Could the Peshawar Attack Backfire on the Taliban?

The Atlantic magazine has an article speculating that Monday's attack on the U.S. consulate in Peshawar, Pakistan, could turn out to be a strategic error on the part of the Taliban.

Why the Taliban's U.S. Consulate Bombing Could Backfire:

The Tehrik-i-Taliban Pakistan (TTP) has claimed credit for a devastating attack on the U.S. consulate in Peshawar, Pakistan, a city of three million just miles from the Afghan border. Could the Taliban group, despite its aim to topple Pakistan and expel the U.S., unintentionally do what the last three U.S. presidents have been unable to: Align Pakistani and U.S. interests against the Taliban and al-Qaeda?

-- snip --

Ironically, the militants that so threaten Pakistan are the state's own creation. During the Afghan civil war of the 1990s, Pakistan constructed along the Afghan border a vast infrastructure of madrassas and Islamic charities meant to train and fund an endless stream of militants ...... But in the years since, with [Ahmad Shah] Massoud now long gone, the fundamentalist insurgents have increasingly turned their efforts against Pakistan itself, which the insurgents see as too secular and too close to the U.S. The madrassa-opium-insurgency triangle functions as a self-sustaining and independent fighting force, which has careened out of Pakistan's control. Like Frankenstein's monster, the creation has grown too strong and turned against its creator.

-- snip --

The good news is that these [Talaban attacks on Pakistani targets] are spurring Pakistan to finally turn against the pro-Pakistan militants they've long supported or tolerated. In recent weeks, Pakistan has won praise from U.S. officials for arresting a string of Afghan Taliban leaders. As anti-Pakistan groups like the TTP continue to intermingle with state-nurtured militants like Jalaluddin Haqqani, Pakistan will no longer be able to turn a blind eye.
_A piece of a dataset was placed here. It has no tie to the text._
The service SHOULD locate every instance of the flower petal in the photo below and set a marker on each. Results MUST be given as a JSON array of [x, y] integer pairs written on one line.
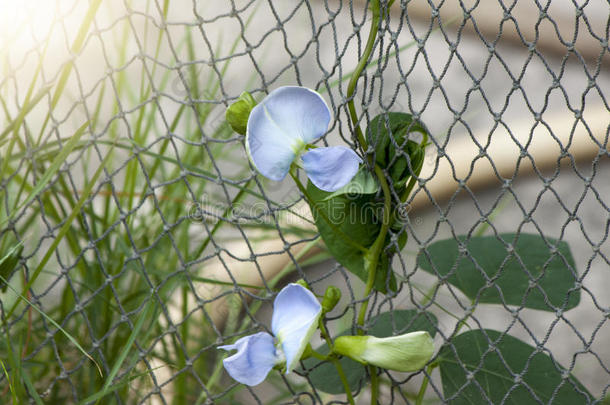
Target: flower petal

Since the 1998 attacks on American embassies in Kenya, the U.S. has struggled and failed in lobbying Pakistan to turn against the Taliban and al-Qaeda. Hundreds of millions of dollars of U.S. aid money could not bring Pakistan around, but a common enemy just might.


I suppose stranger things have happened.

1 comment:

Anonymous said...

Thanks so much for this coverage!

And let's hope it does backfire.

My husband and I both watched the video - very sad and sobering. Loved that Diplopundit picked all this up, too!